Captive bred insects

Hi all
I am often in Ghana doing light trapping. If a female of an interesting moth species comes to light, I let her lay eggs and take them home. If I have success with breeding, I try to document this. Therefore I have a considerable collection of pictures of different stages of different species. Since I brought them myself I know exactly where they are from. It would be great if such pictures could also be included in iNaturalist.
I use iNaturalist very often to identify unknown species or at least to recognize which group they belong to. With caterpillars or even larvae of other insects it is difficult to make a determination with the help of iNaturalist. Larvae are not often observed and therefore there are much less pictures on iNaturalist.
Any idea?

Translated with www.DeepL.com/Translator (free version)

2 Likes

Hi @togbui, welcome to the iNat Forum! Uploading captive larva and other organisms that you are rearing indoors is acceptable, and can provide helpful photos for other users to reference.
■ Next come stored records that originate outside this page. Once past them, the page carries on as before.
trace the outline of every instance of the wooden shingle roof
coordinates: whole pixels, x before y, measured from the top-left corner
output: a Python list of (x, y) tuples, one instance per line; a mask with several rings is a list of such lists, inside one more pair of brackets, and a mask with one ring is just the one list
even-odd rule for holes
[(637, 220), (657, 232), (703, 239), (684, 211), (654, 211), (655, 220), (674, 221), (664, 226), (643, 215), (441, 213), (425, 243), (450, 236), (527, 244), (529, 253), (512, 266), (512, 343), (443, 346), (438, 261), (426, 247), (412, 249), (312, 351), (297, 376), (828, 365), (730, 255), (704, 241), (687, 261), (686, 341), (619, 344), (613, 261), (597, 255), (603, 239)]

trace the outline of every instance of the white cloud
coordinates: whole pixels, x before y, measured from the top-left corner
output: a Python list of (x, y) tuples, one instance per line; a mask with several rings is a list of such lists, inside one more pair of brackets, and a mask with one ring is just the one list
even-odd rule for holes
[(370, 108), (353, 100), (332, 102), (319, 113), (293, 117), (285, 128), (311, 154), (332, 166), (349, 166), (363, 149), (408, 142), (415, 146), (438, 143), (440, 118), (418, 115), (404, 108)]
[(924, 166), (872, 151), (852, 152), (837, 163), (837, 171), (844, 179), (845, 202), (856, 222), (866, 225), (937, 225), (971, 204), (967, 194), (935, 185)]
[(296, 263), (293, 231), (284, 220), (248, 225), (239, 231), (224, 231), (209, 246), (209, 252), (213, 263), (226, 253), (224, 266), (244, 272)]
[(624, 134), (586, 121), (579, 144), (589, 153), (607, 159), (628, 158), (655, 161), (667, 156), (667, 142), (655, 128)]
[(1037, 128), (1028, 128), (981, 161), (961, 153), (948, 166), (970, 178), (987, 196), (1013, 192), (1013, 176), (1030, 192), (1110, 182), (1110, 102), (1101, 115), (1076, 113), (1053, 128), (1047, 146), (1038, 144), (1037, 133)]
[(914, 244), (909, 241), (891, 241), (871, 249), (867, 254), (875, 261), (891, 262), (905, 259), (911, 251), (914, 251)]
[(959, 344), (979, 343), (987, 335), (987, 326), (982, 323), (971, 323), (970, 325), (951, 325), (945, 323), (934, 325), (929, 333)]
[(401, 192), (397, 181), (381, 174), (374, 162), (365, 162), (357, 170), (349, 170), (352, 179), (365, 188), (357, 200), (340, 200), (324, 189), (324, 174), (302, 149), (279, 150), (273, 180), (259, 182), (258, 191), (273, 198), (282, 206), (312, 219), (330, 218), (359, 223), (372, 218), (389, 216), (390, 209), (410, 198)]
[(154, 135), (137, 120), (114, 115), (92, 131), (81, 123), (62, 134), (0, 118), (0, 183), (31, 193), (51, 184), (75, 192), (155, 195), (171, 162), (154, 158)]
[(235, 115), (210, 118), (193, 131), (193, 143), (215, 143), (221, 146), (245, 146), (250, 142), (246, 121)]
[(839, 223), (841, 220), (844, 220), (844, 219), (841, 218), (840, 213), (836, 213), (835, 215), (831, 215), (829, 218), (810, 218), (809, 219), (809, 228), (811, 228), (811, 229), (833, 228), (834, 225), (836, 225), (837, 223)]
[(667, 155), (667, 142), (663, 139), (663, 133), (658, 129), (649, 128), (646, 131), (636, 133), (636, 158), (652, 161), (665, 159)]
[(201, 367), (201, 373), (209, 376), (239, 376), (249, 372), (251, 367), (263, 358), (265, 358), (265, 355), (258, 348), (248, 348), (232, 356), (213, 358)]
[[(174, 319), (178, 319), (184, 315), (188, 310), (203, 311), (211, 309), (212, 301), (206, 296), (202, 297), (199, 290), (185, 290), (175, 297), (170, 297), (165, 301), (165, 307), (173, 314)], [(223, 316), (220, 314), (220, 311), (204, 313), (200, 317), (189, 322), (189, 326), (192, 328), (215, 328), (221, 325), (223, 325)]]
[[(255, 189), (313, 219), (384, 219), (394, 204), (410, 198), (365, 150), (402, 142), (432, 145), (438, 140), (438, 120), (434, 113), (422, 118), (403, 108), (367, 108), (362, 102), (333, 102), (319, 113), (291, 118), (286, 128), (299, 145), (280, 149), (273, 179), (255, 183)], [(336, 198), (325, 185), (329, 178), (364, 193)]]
Just but sure to document each life stage separately and mark the observations as “captive/cultivated” (also known as “not wild”).

6 Likes

I would just mark as captive and you could provide an explanation/background information in the notes section of the observation. I personally would be really interested in seeing observations like this so I hope to see them soon, if you decide it’s what you want to do!

1 Like

South Africa has a project for caterpillar rearing
https://www.inaturalist.org/projects/pillar-parade-s-afr

4 Likes

The problem of marking them captive of course is that fewer people will see these particularly interesting observations and your notes on the rearing process. One way around this would be to make an observation of the eggs, or the female who laid them, at the time and location of capture - which does not have to be marked captive - then link to the subsequent captive stages from that observation.

5 Likes

I think this does make more sense too, actually. Especially because technically while the eggs are actively captive, they weren’t laid while in captivity, so I feel like maybe it’s arguably not even necessary to mark as captive. I know that’s all debatable stuff though so some people won’t agree with that.
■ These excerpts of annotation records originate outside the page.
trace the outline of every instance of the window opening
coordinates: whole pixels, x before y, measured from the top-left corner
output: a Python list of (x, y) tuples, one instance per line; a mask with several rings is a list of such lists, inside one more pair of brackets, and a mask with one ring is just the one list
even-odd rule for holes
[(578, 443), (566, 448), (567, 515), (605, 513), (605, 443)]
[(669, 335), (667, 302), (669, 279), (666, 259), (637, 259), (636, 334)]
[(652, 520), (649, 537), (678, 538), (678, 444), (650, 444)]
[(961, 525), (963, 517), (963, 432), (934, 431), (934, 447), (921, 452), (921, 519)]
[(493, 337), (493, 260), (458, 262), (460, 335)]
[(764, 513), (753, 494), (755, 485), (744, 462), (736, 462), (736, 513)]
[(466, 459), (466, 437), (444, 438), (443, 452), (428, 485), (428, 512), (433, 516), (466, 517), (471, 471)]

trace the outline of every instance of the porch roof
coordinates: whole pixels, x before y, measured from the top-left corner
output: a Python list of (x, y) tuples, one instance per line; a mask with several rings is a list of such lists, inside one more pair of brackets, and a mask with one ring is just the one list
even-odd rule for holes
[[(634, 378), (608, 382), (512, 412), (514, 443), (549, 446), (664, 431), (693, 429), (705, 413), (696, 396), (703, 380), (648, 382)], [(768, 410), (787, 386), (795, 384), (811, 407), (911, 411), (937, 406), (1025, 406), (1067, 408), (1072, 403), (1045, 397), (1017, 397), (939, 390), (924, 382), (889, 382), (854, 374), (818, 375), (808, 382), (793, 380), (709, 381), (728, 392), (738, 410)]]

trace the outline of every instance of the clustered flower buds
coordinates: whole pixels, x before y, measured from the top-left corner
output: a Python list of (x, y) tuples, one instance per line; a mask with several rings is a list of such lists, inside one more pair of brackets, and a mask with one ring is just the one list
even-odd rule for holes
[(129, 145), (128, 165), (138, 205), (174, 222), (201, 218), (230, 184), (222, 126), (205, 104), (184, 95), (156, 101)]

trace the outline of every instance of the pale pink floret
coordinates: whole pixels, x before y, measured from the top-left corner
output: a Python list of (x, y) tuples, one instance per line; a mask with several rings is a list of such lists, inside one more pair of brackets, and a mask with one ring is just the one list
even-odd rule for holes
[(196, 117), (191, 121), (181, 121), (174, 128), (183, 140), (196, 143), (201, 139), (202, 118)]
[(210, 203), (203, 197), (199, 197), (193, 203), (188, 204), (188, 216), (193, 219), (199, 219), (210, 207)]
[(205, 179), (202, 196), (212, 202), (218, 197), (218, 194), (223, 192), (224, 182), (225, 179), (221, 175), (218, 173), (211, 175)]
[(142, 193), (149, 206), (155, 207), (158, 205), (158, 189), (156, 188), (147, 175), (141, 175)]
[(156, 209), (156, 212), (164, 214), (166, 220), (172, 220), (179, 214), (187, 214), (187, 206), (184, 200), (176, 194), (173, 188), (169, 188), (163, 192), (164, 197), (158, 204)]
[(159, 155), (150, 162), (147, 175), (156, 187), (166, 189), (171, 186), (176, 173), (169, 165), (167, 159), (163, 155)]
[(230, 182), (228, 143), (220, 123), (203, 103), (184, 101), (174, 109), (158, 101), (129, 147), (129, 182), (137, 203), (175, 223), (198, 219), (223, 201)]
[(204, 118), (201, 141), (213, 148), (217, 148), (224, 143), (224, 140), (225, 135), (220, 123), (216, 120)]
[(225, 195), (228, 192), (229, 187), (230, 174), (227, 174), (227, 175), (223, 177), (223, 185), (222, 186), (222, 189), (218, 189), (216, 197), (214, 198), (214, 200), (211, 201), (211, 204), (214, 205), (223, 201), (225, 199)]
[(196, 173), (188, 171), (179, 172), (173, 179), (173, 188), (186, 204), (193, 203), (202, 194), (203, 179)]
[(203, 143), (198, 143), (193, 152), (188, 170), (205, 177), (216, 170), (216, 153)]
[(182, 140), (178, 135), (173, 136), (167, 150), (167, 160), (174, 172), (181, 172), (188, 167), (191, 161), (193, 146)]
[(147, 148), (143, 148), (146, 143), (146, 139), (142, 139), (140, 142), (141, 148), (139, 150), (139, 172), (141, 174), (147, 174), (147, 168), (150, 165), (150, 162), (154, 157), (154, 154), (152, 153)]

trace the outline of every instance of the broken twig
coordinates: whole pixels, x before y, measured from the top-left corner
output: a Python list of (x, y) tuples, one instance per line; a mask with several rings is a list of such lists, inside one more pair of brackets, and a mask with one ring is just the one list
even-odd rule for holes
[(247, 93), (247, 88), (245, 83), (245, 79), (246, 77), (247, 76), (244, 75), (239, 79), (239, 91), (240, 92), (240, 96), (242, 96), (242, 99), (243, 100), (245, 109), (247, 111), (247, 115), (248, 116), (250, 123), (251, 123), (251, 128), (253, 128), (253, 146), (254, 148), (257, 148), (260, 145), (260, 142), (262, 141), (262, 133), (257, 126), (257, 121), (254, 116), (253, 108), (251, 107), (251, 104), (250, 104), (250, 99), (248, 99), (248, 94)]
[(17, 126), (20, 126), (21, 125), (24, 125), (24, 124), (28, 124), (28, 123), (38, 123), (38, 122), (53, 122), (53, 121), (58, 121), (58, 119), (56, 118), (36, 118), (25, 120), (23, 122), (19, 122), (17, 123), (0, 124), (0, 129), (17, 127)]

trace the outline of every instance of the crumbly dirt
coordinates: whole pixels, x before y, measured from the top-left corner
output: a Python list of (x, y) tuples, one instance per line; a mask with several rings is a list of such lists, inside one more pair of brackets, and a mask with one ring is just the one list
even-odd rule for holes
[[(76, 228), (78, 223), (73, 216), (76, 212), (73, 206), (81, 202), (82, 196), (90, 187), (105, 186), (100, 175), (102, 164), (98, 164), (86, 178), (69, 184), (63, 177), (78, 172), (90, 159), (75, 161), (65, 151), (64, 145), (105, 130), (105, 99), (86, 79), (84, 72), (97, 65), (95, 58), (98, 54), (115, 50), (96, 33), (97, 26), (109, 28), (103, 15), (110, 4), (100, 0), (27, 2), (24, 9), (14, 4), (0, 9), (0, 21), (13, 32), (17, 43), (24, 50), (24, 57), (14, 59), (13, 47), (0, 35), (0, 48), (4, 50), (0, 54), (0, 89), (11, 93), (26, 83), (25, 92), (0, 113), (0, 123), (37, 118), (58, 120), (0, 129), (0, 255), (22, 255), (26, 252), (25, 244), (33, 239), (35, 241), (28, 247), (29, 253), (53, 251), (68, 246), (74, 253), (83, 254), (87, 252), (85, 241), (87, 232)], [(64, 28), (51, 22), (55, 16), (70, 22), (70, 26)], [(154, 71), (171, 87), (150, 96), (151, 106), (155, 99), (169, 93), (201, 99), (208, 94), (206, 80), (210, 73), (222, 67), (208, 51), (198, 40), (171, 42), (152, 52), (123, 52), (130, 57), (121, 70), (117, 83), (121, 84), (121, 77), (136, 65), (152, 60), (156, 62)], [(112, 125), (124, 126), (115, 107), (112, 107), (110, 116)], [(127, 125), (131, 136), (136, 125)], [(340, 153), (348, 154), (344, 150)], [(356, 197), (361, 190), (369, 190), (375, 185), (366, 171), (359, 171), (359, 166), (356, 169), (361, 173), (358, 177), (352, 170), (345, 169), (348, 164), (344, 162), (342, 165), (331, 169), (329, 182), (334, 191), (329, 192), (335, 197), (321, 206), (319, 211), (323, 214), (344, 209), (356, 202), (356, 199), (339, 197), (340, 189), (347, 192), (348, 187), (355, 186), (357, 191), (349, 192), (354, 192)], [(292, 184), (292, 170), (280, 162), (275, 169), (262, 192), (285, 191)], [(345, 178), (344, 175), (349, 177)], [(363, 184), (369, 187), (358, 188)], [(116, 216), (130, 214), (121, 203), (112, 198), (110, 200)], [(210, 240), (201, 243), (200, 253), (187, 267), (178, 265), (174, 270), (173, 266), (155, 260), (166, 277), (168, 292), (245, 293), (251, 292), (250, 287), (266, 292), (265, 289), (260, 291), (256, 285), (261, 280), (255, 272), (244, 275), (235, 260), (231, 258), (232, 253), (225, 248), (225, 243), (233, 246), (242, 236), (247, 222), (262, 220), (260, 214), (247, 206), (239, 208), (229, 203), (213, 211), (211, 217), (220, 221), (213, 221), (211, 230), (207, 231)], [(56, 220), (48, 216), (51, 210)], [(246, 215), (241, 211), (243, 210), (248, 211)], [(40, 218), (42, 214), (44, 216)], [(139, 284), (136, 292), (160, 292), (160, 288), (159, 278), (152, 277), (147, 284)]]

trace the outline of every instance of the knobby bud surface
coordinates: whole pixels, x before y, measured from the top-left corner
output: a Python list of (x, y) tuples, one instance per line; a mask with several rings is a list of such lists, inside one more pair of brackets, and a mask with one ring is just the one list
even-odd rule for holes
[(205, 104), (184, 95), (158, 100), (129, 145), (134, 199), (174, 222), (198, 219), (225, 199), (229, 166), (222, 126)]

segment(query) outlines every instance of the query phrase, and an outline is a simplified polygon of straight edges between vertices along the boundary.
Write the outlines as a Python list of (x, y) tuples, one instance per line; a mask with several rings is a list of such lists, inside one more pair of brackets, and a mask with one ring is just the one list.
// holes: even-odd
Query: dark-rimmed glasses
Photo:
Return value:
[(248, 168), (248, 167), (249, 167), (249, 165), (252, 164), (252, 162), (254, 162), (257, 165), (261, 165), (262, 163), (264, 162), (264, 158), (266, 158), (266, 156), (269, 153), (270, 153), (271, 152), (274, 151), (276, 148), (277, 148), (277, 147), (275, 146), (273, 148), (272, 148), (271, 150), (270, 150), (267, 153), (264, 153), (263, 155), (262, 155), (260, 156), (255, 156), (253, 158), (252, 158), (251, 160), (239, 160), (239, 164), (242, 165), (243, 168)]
This multiple observation of a bug in South Africa seems to me to be a good way of documenting the progression - Genus Narina from Pringle Bay, 7196, South Africa on August 06, 2017 at 09:37 PM by magriet b. Ambush life in a tub I collected an adult ambush bug with 10 eggs … · iNaturalist.ca

1 Like

They also have a Facebook page - (2) Caterpillar Rearing Group - Africa | Facebook. A lot of information is available under ‘Files’. For some reason, South Africans have taken to this in a big way!

1 Like

Use one of these fields to create a group of related observations.
To assign a value to the field, use the observation ID of the first observation in the group.

image

1 Like

the reasons are a group of enthusiastic people who <3 caterpillars

2 Likes

Please write up a scientific paper for publication.

Great, I did not know about this functionality. This seems like a correct answer (at least if I was getting data from iNat for moth research this would be the preferred style of such observation recording).

1 Like

Would this do? https://www.cambridge.org/core/journals/canadian-entomologist/article/abs/bertha-armyworm-mamestra-configurata-lepidoptera-noctuidae-artificial-diet-and-rearing-technique1/8B207810A55940C8DBD00766EACC6B26 (paywall protected).

Hi all
I have done 2 entries as an example. What do you think?
Togbui

This topic was automatically closed 60 days after the last reply. New replies are no longer allowed.